The following subsections analyze a number of considerations about transport-protocol ephemeral port randomization when applied to NTP.
There has been a fair share of work in the area of blind/off-path attacks against transport protocols and upper-layer protocols, such as [
RFC 4953] and [
RFC 5927]. Whether the target of the attack is a transport-protocol instance (e.g., TCP connection) or an upper-layer protocol instance (e.g., an application-protocol instance), the attacker is required to know or guess the five-tuple {Protocol, IP Source Address, IP Destination Address, Source Port, Destination Port} that identifies the target transport-protocol instance or the transport-protocol instance employed by the target upper-layer protocol instance. Therefore, increasing the difficulty of guessing this five-tuple helps mitigate blind/off-path attacks.

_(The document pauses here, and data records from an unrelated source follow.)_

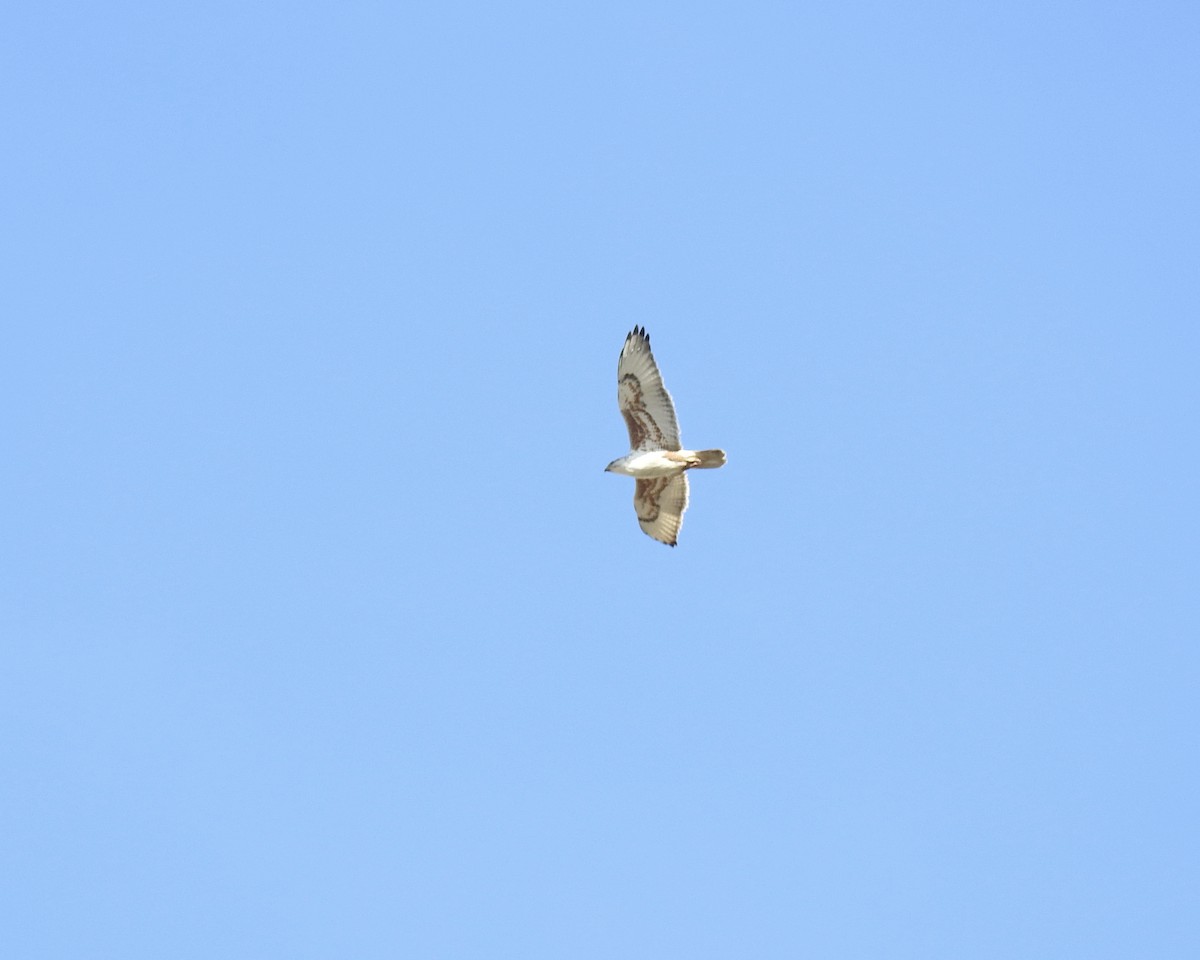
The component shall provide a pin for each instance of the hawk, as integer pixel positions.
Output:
(655, 459)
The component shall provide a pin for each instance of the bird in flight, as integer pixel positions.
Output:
(655, 459)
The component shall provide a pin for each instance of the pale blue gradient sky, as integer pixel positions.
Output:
(325, 635)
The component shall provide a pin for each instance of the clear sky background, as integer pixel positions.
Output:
(324, 635)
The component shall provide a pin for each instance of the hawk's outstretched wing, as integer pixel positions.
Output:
(660, 504)
(643, 400)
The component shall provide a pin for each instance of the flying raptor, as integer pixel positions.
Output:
(655, 459)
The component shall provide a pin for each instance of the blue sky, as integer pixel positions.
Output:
(325, 635)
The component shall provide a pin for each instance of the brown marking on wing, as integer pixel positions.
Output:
(637, 419)
(660, 504)
(643, 401)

As a result of these considerations, transport-protocol ephemeral port randomization is a best current practice (BCP 156) that helps mitigate off-path attacks at the transport layer. This document aligns the NTP specification [
RFC 5905] with the existing best current practice on transport-protocol ephemeral port selection, irrespective of other techniques that may (and should) be implemented for mitigating off-path attacks.

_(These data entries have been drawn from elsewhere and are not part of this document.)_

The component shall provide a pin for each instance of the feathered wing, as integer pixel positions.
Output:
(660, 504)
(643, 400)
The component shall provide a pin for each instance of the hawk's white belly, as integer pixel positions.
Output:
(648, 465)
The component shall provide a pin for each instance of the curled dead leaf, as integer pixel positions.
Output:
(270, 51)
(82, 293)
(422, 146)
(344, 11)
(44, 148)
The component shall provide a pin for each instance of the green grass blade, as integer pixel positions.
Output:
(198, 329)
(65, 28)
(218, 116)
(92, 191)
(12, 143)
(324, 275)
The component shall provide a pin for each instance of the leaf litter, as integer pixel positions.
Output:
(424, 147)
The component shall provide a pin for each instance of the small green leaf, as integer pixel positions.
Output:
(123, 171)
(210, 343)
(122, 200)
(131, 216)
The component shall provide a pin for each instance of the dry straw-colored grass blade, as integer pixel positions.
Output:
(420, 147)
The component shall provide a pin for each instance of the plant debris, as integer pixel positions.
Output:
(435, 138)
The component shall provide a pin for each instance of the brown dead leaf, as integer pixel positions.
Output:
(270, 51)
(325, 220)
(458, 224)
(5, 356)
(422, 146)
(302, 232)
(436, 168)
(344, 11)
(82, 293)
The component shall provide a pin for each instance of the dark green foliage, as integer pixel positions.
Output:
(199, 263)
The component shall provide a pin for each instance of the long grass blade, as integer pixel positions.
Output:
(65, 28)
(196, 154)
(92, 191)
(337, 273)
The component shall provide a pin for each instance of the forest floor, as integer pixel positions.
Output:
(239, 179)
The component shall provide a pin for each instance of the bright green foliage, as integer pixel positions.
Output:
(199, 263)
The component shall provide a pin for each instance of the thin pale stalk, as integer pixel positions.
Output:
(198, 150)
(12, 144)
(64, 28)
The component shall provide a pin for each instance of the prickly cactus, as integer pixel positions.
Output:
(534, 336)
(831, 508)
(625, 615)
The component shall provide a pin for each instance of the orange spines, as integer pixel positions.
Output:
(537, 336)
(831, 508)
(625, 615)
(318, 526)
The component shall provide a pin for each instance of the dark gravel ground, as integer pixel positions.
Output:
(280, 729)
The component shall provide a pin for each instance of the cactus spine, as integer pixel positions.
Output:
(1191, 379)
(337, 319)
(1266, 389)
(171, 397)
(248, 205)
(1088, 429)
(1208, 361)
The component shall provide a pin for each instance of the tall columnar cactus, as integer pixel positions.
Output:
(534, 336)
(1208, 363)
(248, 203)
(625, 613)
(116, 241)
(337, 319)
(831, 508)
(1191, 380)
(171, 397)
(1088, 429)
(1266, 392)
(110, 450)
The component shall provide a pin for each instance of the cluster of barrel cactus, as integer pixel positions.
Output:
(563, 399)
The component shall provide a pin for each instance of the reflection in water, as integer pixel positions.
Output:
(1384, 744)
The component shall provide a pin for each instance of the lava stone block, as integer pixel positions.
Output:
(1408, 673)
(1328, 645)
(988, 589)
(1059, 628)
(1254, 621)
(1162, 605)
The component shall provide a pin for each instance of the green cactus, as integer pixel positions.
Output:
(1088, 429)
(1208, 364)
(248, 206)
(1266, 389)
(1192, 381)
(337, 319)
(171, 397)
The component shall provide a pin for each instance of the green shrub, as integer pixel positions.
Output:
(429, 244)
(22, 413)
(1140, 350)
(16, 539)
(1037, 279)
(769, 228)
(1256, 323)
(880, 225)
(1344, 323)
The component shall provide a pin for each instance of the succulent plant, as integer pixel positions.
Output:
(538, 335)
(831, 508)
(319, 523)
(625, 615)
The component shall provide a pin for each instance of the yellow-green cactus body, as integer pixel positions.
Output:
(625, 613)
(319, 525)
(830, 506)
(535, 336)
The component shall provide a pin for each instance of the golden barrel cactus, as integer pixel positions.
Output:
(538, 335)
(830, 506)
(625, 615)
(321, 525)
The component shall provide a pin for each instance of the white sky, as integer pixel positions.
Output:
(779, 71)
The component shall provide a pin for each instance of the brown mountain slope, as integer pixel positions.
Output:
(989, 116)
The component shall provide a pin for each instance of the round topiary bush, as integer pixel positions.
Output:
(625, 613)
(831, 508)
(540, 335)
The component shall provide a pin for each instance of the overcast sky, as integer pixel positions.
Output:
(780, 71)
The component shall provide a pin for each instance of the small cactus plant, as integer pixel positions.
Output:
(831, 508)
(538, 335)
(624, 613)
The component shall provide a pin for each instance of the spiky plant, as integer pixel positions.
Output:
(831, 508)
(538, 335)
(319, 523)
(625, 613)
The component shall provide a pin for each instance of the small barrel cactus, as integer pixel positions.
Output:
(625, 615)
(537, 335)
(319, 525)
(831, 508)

We note that transport-protocol ephemeral port randomization is a transport-layer mitigation against blind/off-path attacks and does not preclude (nor is it precluded by) other possible mitigations for off-path attacks that might be implemented at other layers (e.g., [
NTP-DATA-MINIMIZATION]). For instance, some of the aforementioned mitigations may be ineffective against some off-path attacks [
NTP-FRAG] or may benefit from the additional entropy provided by port randomization [
NTP-security].
Intermediate systems implementing the Equal-Cost Multipath (ECMP) algorithm may select the outgoing link by computing a hash over a number of values, including the transport-protocol source port. Thus, as discussed in [
NTP-CHLNG], the selected client port may have an influence on the measured offset and delay.
If the source port is changed with each request, packets in different exchanges will be more likely to take different paths, which could cause the measurements to be less stable and have a negative impact on the stability of the clock.
Network paths to/from a given server are less likely to change between requests if port randomization is applied on a per-association basis. This approach minimizes the impact on the stability of NTP measurements, but it may cause different clients in the same network synchronized to the same NTP server to have a significant stable offset between their clocks. This is due to their NTP exchanges consistently taking different paths with different asymmetry in the network delay.
Section 4 recommends that NTP implementations randomize the ephemeral port number of client/server associations. The choice of whether to randomize the port number on a per-association or a per-request basis is left to the implementation.
In a number of scenarios (such as when mitigating DDoS attacks), a network operator may want to differentiate between NTP requests sent by clients and NTP responses sent by NTP servers. If an implementation employs the NTP well-known port for the client port, requests/responses cannot be readily differentiated by inspecting the source and destination port numbers. Implementation of port randomization for nonsymmetrical modes allows for simple differentiation of NTP requests and responses and for the enforcement of security policies that may be valuable for the mitigation of DDoS attacks, when all NTP clients in a given network employ port randomization.
Some NAPT devices will reportedly not translate the source port of a packet when a system port number (i.e., a port number in the range 0-1023) [
RFC 6335] is employed. In networks where such NAPT devices are employed, use of the NTP well-known port for the client port may limit the number of hosts that may successfully employ NTP client implementations at any given time.
In the case of NAPT devices that will translate the source port even when a system port is employed, packets reaching the external realm of the NAPT will not employ the NTP well-known port as the source port, as a result of the port translation function being performed by the NAPT device.